Character Encodings and display of strings

JKPeck · Nov 13, 2006

I am trying to understand why, with nonwestern strings, I sometimes get
a hex display and sometimes get the string printed as characters.

With my Python locale set to Japanese and with or without a # coding of
cp932 (this is Windows) at the top of the file, I read a list of
Japanese strings into a list, say, catlis.

With this code
for item in catlis:
print item
print catlis
print " ".join(catlis)

the first print (print item) displays Japanese text as characters..
The second print (print catlis) displays a list with the double byte
characters in hex notation.
The third print (print " ".join(catlis)) prints a combined string of
Japanese characters properly.

According to the print documentation,
"If an object is not a string, it is first converted to a string using
the rules for string conversions"

but the result is different with a list of strings.

The hex display looks like this:
['id', '\x90\xab\x95\xca', '\x90\xb6\x94N\x8c\x8e\x93\xfa',
'\x8fA\x8aw\x94N\x90\x94', '\x90E\x8e\xed', '\x8b\x8b\x97^',
'\x8f\x89\x94C\x8b\x8b', '\x8d\xdd\x90\xd0\x8c\x8e\x90\x94',
'\x90E\x96\xb1\x8co\x97\xf0', '\x90l\x8e\xed']

and correctly shows the hex values of the Japanese characters.

Why are these different?

TIA,
Jon Peck

Fredrik Lundh · Nov 13, 2006

JKPeck said:
I am trying to understand why, with nonwestern strings, I sometimes get
a hex display and sometimes get the string printed as characters.

With my Python locale set to Japanese and with or without a # coding of
cp932 (this is Windows) at the top of the file, I read a list of
Japanese strings into a list, say, catlis.

With this code
for item in catlis:
print item
print catlis
print " ".join(catlis)

the first print (print item) displays Japanese text as characters..
The second print (print catlis) displays a list with the double byte
characters in hex notation.
The third print (print " ".join(catlis)) prints a combined string of
Japanese characters properly.

According to the print documentation,
"If an object is not a string, it is first converted to a string using
the rules for string conversions"

but the result is different with a list of strings.

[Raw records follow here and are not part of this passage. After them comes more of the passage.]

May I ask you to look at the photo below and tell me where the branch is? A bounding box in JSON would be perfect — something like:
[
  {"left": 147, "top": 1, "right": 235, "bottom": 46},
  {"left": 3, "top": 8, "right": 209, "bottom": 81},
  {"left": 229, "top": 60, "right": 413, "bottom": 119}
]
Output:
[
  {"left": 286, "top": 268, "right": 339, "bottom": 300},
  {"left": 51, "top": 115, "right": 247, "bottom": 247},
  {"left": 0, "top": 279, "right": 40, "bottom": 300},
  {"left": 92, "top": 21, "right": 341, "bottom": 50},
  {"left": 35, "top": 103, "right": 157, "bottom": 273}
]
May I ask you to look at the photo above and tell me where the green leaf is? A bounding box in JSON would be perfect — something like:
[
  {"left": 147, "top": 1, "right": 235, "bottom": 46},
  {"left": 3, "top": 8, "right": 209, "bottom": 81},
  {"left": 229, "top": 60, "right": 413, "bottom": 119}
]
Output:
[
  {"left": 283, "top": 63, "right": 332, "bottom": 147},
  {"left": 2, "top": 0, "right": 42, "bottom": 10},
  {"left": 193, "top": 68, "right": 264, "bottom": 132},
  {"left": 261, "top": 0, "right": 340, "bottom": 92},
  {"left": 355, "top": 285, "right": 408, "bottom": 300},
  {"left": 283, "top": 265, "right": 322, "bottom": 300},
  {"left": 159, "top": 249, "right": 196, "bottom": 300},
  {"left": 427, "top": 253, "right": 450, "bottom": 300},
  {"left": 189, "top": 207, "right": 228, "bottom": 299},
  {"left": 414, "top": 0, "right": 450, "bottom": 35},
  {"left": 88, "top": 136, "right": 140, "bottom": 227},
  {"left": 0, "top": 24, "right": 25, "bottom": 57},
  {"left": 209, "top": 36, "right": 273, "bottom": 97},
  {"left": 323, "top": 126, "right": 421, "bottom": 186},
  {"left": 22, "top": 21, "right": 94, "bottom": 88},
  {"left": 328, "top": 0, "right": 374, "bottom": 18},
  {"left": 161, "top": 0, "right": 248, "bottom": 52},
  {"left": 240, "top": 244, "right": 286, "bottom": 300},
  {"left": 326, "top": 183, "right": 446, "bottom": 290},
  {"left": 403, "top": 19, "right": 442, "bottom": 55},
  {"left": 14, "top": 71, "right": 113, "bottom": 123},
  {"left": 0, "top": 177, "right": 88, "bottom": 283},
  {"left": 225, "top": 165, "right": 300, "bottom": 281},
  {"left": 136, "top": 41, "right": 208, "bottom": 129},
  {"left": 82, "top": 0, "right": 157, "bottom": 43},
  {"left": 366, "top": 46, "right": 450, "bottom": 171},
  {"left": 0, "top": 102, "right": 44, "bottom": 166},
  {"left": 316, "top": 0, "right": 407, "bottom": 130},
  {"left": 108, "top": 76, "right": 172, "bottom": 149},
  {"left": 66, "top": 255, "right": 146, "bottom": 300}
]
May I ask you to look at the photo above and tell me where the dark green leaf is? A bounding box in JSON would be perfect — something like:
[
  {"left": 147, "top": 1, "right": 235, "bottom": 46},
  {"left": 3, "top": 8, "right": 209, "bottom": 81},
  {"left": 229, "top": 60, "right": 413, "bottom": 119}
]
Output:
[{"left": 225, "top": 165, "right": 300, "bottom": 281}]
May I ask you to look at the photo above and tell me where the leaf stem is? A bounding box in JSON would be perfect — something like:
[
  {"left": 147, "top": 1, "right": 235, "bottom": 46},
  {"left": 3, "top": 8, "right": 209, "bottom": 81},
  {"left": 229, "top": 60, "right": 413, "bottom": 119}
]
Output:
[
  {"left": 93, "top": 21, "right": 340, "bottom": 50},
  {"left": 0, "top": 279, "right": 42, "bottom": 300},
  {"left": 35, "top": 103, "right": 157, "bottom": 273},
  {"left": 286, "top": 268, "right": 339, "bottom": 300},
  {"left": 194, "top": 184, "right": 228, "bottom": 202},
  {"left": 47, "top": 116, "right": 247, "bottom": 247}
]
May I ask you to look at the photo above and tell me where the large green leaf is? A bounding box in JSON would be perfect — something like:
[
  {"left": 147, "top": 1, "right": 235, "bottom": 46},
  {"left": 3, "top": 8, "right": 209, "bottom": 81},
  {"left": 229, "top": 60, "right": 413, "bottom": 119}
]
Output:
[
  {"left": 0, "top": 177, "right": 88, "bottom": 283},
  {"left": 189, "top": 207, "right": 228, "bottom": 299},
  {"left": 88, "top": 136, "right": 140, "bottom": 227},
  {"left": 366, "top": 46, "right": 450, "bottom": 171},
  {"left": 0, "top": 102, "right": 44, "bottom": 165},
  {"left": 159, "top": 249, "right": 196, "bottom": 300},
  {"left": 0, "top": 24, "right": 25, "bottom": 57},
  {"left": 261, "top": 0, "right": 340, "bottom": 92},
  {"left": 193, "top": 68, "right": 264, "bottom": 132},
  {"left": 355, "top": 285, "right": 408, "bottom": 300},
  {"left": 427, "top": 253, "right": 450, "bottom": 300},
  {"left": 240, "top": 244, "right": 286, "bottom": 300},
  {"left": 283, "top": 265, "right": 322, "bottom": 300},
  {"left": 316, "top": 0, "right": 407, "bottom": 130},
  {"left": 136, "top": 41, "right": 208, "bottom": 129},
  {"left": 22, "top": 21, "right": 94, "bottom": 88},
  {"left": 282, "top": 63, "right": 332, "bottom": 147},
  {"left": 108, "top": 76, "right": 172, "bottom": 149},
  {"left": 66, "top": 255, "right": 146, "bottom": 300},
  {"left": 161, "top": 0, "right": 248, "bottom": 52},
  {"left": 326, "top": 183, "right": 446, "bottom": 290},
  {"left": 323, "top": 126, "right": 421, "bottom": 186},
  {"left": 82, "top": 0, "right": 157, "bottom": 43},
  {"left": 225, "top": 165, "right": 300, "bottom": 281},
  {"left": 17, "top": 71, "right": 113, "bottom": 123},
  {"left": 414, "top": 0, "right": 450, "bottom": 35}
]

a list is not a string, so it's converted to one using the standard list representation
rules -- which is to do repr() on all the items, and add brackets and commas as
necessary.

for some more tips on printing, see:

http://effbot.org/zone/python-list.htm#printing

</F>

JKPeck · Nov 13, 2006

Thanks for the quick answer. I thought repr was involved here, but
when I use repr explicitly I get a notation where the backslashes are
escaped. I also though that with the encoding explictily declared in
the source, that repr would take that into account and use the
character form, but obviously it doesn't.

Diez B. Roggisch · Nov 13, 2006

JKPeck said:
Thanks for the quick answer. I thought repr was involved here, but
when I use repr explicitly I get a notation where the backslashes are
escaped. I also though that with the encoding explictily declared in
the source, that repr would take that into account and use the
character form, but obviously it doesn't.

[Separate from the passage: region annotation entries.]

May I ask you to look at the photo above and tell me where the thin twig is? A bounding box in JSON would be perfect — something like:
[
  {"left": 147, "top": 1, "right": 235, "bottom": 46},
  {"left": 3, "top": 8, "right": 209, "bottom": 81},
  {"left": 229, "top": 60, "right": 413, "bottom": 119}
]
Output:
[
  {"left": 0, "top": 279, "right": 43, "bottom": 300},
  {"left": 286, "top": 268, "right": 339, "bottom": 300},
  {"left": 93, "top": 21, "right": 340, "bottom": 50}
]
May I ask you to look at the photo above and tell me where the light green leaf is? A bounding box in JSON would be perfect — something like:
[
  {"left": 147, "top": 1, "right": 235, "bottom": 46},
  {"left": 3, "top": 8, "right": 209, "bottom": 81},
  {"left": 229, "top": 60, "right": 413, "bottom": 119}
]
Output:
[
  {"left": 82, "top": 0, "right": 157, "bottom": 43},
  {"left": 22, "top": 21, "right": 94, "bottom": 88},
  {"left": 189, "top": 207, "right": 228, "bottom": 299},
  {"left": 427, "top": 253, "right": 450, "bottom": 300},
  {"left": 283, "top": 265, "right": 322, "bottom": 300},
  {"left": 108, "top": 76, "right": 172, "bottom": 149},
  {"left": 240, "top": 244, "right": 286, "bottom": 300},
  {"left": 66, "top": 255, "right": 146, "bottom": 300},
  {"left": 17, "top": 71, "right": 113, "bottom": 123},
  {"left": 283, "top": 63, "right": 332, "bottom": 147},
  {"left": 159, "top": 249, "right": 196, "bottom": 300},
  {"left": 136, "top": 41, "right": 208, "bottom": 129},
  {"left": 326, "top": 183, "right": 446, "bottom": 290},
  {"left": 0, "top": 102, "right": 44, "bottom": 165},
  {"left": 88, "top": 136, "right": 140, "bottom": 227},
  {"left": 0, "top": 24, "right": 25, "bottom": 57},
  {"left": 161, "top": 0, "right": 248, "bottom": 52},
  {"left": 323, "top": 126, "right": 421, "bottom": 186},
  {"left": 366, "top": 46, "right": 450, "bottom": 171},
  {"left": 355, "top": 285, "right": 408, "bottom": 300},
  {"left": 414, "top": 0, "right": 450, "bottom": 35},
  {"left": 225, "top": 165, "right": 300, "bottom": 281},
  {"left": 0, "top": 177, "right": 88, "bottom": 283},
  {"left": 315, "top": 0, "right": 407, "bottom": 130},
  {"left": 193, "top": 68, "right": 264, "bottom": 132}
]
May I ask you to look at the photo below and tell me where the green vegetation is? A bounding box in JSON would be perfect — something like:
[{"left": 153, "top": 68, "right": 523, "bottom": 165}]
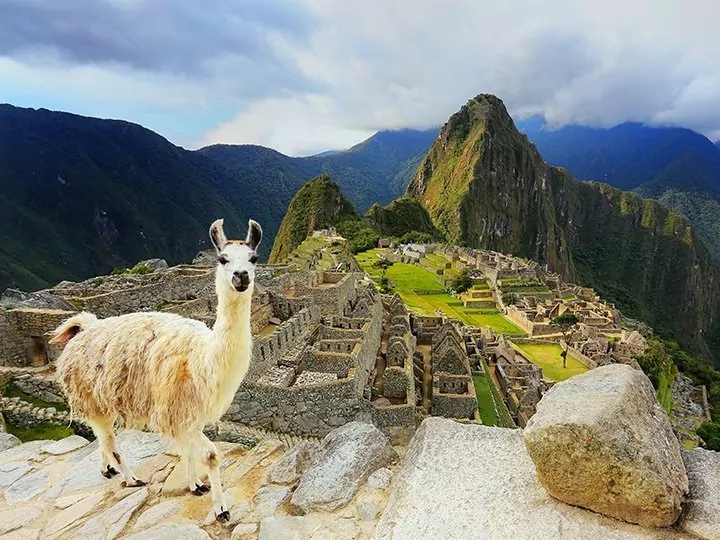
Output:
[
  {"left": 473, "top": 375, "right": 500, "bottom": 426},
  {"left": 697, "top": 422, "right": 720, "bottom": 452},
  {"left": 408, "top": 95, "right": 720, "bottom": 365},
  {"left": 0, "top": 381, "right": 68, "bottom": 411},
  {"left": 355, "top": 249, "right": 524, "bottom": 335},
  {"left": 550, "top": 311, "right": 580, "bottom": 367},
  {"left": 450, "top": 268, "right": 473, "bottom": 294},
  {"left": 513, "top": 343, "right": 588, "bottom": 382},
  {"left": 6, "top": 422, "right": 75, "bottom": 442}
]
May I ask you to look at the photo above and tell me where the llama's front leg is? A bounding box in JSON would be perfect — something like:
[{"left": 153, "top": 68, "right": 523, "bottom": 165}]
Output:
[
  {"left": 197, "top": 431, "right": 230, "bottom": 523},
  {"left": 88, "top": 417, "right": 145, "bottom": 487},
  {"left": 175, "top": 436, "right": 210, "bottom": 496}
]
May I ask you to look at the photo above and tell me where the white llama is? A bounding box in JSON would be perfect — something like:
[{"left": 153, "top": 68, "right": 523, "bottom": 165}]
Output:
[{"left": 51, "top": 219, "right": 262, "bottom": 522}]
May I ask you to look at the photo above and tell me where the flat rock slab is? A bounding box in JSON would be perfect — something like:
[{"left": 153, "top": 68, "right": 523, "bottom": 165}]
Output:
[
  {"left": 49, "top": 431, "right": 169, "bottom": 496},
  {"left": 260, "top": 515, "right": 360, "bottom": 540},
  {"left": 373, "top": 418, "right": 690, "bottom": 540},
  {"left": 292, "top": 422, "right": 397, "bottom": 512},
  {"left": 42, "top": 435, "right": 90, "bottom": 456},
  {"left": 680, "top": 448, "right": 720, "bottom": 540},
  {"left": 124, "top": 523, "right": 210, "bottom": 540},
  {"left": 525, "top": 364, "right": 688, "bottom": 527},
  {"left": 268, "top": 441, "right": 316, "bottom": 484}
]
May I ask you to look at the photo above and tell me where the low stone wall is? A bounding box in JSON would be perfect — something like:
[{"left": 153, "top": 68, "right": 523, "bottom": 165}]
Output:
[
  {"left": 0, "top": 308, "right": 75, "bottom": 367},
  {"left": 0, "top": 397, "right": 95, "bottom": 438},
  {"left": 13, "top": 373, "right": 67, "bottom": 403}
]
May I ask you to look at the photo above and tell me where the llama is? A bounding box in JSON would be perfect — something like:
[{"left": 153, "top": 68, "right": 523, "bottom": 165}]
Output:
[{"left": 51, "top": 219, "right": 262, "bottom": 522}]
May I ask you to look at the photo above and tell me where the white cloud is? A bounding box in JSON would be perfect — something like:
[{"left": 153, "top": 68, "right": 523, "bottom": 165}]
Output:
[{"left": 0, "top": 0, "right": 720, "bottom": 148}]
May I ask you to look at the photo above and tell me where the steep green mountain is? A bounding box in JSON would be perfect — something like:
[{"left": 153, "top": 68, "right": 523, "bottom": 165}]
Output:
[
  {"left": 269, "top": 175, "right": 360, "bottom": 263},
  {"left": 199, "top": 129, "right": 438, "bottom": 212},
  {"left": 0, "top": 106, "right": 264, "bottom": 289},
  {"left": 408, "top": 95, "right": 720, "bottom": 362},
  {"left": 0, "top": 105, "right": 437, "bottom": 290},
  {"left": 270, "top": 175, "right": 442, "bottom": 263},
  {"left": 518, "top": 117, "right": 720, "bottom": 260},
  {"left": 365, "top": 197, "right": 440, "bottom": 238}
]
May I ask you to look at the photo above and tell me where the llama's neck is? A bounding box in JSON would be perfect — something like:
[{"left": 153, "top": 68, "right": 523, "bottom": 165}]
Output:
[{"left": 213, "top": 284, "right": 253, "bottom": 375}]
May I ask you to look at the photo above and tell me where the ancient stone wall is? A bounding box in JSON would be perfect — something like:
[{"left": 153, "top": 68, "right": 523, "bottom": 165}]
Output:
[{"left": 0, "top": 308, "right": 74, "bottom": 367}]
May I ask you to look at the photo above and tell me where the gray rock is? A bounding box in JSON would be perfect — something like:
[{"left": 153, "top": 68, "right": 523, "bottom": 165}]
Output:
[
  {"left": 268, "top": 441, "right": 316, "bottom": 484},
  {"left": 0, "top": 433, "right": 22, "bottom": 452},
  {"left": 138, "top": 259, "right": 169, "bottom": 272},
  {"left": 525, "top": 364, "right": 688, "bottom": 527},
  {"left": 292, "top": 422, "right": 397, "bottom": 512},
  {"left": 43, "top": 493, "right": 104, "bottom": 540},
  {"left": 0, "top": 289, "right": 77, "bottom": 311},
  {"left": 0, "top": 461, "right": 32, "bottom": 489},
  {"left": 373, "top": 418, "right": 687, "bottom": 540},
  {"left": 124, "top": 523, "right": 210, "bottom": 540},
  {"left": 0, "top": 505, "right": 42, "bottom": 536},
  {"left": 246, "top": 486, "right": 290, "bottom": 521},
  {"left": 260, "top": 515, "right": 360, "bottom": 540},
  {"left": 79, "top": 488, "right": 150, "bottom": 540},
  {"left": 42, "top": 435, "right": 90, "bottom": 456},
  {"left": 679, "top": 448, "right": 720, "bottom": 540},
  {"left": 230, "top": 523, "right": 257, "bottom": 540},
  {"left": 368, "top": 467, "right": 392, "bottom": 489},
  {"left": 133, "top": 499, "right": 180, "bottom": 531},
  {"left": 5, "top": 469, "right": 50, "bottom": 504}
]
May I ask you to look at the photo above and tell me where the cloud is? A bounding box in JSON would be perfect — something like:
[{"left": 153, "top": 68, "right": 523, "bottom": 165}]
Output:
[{"left": 0, "top": 0, "right": 720, "bottom": 148}]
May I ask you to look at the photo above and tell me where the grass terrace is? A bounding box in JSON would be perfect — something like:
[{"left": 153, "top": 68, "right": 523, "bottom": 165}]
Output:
[
  {"left": 355, "top": 249, "right": 524, "bottom": 335},
  {"left": 512, "top": 343, "right": 588, "bottom": 382},
  {"left": 473, "top": 375, "right": 500, "bottom": 426}
]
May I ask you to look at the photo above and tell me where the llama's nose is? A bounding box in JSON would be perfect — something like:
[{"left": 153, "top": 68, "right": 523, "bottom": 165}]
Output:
[{"left": 233, "top": 270, "right": 250, "bottom": 283}]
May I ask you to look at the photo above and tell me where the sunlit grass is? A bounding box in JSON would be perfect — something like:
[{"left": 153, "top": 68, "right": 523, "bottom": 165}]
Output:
[{"left": 513, "top": 343, "right": 588, "bottom": 382}]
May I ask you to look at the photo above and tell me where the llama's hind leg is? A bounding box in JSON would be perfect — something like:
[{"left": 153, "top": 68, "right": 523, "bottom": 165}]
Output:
[
  {"left": 88, "top": 416, "right": 145, "bottom": 487},
  {"left": 175, "top": 435, "right": 210, "bottom": 496},
  {"left": 195, "top": 431, "right": 230, "bottom": 523}
]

The encoding in the source has nothing to do with that. How should an
encoding (and possibly a gazillion different ones in gazillion other
sourcefiles of yours) influence the list repr code?

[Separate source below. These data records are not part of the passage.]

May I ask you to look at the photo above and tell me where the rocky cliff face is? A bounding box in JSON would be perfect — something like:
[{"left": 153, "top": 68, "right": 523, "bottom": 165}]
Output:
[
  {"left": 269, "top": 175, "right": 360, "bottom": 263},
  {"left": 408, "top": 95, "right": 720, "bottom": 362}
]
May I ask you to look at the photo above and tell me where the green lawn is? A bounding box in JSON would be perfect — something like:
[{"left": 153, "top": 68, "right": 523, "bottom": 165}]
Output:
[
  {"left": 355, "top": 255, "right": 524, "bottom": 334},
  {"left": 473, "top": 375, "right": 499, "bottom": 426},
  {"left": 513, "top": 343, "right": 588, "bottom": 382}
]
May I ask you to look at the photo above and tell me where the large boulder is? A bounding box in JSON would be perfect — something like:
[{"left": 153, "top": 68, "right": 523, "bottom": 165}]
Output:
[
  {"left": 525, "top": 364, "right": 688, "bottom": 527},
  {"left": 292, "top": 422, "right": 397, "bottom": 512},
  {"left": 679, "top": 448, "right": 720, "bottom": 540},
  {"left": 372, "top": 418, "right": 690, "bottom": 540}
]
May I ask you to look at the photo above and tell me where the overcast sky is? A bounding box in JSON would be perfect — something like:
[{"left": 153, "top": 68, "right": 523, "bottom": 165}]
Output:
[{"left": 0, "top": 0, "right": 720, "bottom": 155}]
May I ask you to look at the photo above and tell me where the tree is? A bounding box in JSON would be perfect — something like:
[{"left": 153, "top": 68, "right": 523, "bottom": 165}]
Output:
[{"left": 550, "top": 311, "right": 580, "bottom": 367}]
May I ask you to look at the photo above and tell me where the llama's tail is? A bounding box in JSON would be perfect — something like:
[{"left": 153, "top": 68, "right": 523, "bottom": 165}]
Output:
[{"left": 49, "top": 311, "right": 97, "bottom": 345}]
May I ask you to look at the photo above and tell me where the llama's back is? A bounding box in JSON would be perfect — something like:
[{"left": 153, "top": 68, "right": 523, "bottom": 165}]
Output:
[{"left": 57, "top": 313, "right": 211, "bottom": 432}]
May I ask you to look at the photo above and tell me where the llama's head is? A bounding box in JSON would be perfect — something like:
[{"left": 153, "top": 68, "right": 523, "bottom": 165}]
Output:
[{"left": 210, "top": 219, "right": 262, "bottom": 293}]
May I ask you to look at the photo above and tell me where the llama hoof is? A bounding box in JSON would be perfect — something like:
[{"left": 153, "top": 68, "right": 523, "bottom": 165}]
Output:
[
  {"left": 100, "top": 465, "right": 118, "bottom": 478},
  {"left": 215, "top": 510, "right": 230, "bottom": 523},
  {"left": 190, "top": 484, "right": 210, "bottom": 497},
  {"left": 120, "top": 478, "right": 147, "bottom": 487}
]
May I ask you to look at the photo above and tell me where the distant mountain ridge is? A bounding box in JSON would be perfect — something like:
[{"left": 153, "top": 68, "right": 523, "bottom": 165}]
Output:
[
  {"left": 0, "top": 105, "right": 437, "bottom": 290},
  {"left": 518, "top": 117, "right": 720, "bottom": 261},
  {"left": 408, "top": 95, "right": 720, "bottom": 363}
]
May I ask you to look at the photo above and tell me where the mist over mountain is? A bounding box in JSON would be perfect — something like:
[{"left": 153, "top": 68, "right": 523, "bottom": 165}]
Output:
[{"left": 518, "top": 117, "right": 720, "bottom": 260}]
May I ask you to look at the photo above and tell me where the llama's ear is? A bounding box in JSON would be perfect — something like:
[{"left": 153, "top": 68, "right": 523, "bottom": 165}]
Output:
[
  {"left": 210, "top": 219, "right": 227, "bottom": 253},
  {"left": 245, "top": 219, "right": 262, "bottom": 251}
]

The encoding in the source-file is solely used to correctly parse unicode
literals, as these need a specific encoding to be generated from the
byte-string they are in the sourcecode.

Diez

JKPeck · Nov 13, 2006

It seemed to me that this sentence

For many types, this function makes an attempt to return a string that
would yield an object with the same value when passed to eval().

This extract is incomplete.